Czmar's decision to cooperate with authorities - a decision made before he was indicted - provided the crucial testimony that linked former Chief Inspector Eugene J. Sullivan 3d with payoffs made to officers under his command, Klein said.
In part because of Czmar's testimony that he passed along $3,500 a month in payoffs to Sullivan, the former chief inspector of the Northeast Division was convicted in November of extortion.
"I accept that your cooperation was substantial, if not crucial," to the federal investigation, Cahn told Czmar, who pleaded guilty in August to conspiracy and extortion charges. " . . . Ordinarily, conduct you were engaged in requires a jail sentence . . . (but) a suspended sentence may be helpful to the U.S. attorney's attempt to root out corruption."
Cahn ordered Czmar, 39, to serve five years' probation, pay $2,000 in fines and contribute 3,750 hours in community service for his crimes.
Klein said afterward that he felt the sentence was appropriate in light of Czmar's cooperation.
"I think the sentence will send a message to other police officers that cooperation will be rewarded," Klein said.
Before Cahn imposed the sentence, Czmar offered a tearful apology for his actions.
"I'd like to apologize publicly to the court and the government for my conduct," Czmar said, his voice catching with emotion. " . . . I would like to apologize to (his wife) and members of my family, who I embarrassed and brought shame upon.
"And to the men and women of the Philadelphia Police Department who go out and do the job they are supposed to do . . . I ask their forgiveness."
Czmar, an 18-year veteran of the force, is the highest-ranking convicted officer to testify at a trial in the continuing federal investigation of police corruption. That investigation has resulted in the conviction of 29 officers.
Czmar agreed to cooperate with authorities last summer when he was first contacted by the FBI, Klein said. Unlike other officers, who agreed to cooperate eventually, Czmar did so before he was indicted or convicted of any crime, Klein said.
"At no time did he attempt to minimize his role," Klein told Cahn. "He was open and honest about what he did."
"When Mr. Czmar was contacted by the FBI," said Czmar's attorney, Robert McAteer, "he did not seek to find out what the government knew about his activities, because he knew what he did. He knew he did something wrong. He knew he couldn't erase it.
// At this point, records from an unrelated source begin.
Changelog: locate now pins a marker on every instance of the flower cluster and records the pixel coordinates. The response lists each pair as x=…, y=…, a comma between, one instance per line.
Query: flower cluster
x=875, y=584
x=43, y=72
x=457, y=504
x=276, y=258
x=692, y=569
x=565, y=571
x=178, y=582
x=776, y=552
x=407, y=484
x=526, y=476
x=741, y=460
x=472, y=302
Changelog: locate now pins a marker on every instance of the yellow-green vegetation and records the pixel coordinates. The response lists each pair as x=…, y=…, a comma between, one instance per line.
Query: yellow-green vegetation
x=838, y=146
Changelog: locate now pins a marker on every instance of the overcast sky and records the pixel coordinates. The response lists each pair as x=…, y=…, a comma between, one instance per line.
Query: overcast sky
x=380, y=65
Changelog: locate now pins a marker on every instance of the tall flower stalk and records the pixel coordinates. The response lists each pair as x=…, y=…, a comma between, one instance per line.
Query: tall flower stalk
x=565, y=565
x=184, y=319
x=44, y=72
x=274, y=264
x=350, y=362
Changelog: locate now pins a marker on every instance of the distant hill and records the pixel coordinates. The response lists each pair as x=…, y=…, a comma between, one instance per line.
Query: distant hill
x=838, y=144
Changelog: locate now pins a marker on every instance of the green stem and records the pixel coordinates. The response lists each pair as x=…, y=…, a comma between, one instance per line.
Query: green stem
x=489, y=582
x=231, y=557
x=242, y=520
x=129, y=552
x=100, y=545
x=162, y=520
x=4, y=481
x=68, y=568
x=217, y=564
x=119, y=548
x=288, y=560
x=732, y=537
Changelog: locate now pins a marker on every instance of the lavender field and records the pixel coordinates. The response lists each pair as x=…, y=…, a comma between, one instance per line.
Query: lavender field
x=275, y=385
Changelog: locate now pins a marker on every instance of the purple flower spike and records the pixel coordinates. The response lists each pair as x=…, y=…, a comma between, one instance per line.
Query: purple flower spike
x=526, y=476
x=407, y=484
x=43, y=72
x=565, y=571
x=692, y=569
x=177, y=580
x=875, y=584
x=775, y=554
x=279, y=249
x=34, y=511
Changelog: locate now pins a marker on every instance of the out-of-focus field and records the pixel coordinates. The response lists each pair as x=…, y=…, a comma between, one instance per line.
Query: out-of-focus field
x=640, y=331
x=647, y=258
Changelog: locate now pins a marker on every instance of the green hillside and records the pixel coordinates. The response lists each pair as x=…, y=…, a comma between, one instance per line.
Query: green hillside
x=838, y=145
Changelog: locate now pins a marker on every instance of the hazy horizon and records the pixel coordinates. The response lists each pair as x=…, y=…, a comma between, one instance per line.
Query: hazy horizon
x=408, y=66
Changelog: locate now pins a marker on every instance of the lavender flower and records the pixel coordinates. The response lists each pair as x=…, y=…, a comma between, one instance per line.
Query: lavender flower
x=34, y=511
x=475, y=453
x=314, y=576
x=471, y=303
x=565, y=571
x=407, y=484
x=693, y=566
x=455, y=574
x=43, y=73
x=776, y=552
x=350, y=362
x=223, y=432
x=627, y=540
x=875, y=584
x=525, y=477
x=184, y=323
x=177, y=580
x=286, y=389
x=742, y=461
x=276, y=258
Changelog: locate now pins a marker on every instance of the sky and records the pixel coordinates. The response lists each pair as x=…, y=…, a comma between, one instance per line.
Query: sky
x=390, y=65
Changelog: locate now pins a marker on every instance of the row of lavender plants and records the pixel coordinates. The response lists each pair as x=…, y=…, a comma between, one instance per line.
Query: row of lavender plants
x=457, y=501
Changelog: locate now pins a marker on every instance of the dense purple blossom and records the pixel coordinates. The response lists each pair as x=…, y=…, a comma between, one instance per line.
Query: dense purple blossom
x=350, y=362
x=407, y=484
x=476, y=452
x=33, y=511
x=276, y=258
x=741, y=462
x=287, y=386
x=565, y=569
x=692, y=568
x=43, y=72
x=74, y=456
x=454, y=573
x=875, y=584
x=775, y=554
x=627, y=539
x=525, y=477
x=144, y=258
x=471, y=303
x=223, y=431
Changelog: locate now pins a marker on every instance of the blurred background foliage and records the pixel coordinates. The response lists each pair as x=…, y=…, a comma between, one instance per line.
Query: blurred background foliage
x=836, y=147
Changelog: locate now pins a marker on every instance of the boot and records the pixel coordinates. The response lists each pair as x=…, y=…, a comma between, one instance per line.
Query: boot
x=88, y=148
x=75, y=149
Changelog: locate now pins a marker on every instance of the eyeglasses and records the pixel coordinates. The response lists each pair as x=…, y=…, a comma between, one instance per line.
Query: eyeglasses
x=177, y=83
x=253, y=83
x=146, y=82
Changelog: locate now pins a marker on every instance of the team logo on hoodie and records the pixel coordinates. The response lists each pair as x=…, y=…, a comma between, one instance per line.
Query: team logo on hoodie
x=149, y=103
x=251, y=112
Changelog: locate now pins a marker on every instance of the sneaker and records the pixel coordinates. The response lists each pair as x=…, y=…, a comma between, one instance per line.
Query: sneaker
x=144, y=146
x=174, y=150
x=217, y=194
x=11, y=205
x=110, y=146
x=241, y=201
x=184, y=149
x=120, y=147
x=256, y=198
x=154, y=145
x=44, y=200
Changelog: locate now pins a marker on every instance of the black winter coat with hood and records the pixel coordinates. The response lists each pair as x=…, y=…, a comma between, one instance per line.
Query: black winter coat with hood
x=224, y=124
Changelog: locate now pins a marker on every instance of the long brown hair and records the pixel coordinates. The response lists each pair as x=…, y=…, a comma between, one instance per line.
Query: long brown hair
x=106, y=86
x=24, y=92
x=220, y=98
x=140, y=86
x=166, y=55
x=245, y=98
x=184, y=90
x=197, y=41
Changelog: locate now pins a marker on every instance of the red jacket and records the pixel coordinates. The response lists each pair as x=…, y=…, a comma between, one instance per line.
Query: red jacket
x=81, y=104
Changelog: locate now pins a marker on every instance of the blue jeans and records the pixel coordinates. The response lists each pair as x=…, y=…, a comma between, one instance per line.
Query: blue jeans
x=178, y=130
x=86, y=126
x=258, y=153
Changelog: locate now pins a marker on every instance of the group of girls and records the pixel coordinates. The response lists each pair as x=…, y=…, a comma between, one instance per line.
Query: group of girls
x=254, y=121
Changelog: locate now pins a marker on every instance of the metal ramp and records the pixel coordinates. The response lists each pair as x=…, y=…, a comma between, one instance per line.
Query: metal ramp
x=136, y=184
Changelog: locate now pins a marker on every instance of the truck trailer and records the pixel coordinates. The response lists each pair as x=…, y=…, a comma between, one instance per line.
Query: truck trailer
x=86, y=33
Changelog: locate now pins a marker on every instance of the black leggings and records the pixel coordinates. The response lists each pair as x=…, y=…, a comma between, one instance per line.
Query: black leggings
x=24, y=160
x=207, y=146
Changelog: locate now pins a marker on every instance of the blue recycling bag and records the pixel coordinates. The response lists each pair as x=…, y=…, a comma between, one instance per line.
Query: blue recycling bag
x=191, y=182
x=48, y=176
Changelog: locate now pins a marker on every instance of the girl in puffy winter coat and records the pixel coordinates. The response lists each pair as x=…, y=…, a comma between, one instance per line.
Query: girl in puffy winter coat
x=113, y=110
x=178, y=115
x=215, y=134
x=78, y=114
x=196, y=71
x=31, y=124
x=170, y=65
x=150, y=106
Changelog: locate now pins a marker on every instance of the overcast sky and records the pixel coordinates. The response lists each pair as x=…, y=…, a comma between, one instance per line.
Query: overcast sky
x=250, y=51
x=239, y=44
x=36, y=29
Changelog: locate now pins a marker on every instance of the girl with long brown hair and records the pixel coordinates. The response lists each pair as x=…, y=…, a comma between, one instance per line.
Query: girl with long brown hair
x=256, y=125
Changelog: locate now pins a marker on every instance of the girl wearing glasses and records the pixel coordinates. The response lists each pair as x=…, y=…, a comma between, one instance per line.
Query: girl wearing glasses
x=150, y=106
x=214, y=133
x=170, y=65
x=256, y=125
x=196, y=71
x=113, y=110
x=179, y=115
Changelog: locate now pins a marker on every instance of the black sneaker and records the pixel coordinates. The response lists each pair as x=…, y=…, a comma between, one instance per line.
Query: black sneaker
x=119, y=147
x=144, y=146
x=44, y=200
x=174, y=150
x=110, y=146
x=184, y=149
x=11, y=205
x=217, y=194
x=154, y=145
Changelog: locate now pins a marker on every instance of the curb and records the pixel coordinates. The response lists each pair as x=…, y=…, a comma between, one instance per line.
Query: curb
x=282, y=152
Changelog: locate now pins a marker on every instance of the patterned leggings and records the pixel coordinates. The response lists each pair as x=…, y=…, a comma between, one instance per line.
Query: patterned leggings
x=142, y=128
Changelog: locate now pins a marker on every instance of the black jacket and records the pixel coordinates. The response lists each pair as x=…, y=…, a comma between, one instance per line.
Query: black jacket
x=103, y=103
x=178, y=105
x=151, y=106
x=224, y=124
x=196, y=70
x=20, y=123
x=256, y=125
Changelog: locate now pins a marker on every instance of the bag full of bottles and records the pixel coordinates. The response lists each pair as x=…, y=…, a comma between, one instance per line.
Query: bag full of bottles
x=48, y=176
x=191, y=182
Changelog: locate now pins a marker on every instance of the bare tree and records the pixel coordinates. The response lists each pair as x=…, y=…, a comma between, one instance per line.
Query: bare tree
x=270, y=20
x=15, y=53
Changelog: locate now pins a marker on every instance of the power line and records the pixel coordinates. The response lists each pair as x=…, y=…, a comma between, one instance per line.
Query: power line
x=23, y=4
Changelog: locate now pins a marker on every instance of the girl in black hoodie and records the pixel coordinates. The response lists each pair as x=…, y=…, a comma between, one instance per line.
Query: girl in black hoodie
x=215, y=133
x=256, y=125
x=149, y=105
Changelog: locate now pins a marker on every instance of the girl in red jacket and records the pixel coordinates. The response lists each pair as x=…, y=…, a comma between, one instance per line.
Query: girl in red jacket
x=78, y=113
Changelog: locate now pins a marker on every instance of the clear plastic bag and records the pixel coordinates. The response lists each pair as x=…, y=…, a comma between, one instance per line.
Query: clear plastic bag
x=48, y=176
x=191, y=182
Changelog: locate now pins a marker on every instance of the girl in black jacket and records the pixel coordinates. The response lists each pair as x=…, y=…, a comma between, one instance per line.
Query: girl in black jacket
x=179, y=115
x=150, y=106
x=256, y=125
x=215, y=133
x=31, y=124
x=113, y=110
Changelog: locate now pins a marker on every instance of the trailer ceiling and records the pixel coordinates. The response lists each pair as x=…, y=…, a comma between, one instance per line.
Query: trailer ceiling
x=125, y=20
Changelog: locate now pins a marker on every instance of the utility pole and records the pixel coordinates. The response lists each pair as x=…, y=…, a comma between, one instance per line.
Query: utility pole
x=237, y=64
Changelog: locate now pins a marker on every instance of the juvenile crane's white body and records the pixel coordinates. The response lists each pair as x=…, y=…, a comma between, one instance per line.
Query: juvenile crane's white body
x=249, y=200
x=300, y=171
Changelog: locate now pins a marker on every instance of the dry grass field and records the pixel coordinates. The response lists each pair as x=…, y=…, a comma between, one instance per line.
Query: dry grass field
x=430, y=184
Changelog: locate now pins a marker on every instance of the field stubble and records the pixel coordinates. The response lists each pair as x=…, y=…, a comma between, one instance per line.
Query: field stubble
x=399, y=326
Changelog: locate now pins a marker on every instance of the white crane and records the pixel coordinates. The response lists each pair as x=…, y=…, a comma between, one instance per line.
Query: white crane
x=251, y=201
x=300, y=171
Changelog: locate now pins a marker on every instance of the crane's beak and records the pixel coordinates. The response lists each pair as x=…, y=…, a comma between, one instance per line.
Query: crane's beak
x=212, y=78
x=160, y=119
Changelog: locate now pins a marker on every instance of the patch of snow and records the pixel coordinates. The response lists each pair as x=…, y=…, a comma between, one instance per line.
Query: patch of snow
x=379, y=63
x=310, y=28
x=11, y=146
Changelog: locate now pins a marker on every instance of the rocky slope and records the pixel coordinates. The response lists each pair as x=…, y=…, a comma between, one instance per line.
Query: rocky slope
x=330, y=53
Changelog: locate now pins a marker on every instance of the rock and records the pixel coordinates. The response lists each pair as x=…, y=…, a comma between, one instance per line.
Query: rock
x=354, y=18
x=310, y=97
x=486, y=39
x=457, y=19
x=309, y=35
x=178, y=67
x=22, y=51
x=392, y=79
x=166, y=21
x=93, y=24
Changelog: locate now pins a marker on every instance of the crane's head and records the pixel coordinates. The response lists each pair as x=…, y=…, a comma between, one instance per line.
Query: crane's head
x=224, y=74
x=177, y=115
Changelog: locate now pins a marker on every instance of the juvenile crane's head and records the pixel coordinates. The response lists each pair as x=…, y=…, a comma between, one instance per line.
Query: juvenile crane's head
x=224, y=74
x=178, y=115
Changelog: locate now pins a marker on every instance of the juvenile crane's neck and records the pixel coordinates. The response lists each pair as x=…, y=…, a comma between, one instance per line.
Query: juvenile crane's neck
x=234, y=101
So he tried to put it right."
According to his own testimony, Czmar was one of three lieutenants under Sullivan's command who collected protection payoffs extorted by vice squad officers under them.
A portion of the payments was then passed along to Sullivan, Czmar testified at Sullivan's trial. According to Klein, Sullivan received at least $200,000 over a four-year period.
Yesterday, Klein told Cahn that Czmar's testimony was crucial because he was the only lieutenant of the three under Sullivan who admitted passing money to the commander.
Of the two other lieutenants, one had died and the other, former Lt. Walter McDermott, was convicted in November with Sullivan. Both he and Sullivan are awaiting sentencing.
"The significance (of his testimony) was he provided what was the missing link" that tied Sullivan to the payoffs extorted by his vice squads, Klein said.
Although he stopped short of urging clemency for Czmar, Klein told Cahn that Czmar "has recognized the error of his past and has attempted to make a fresh start."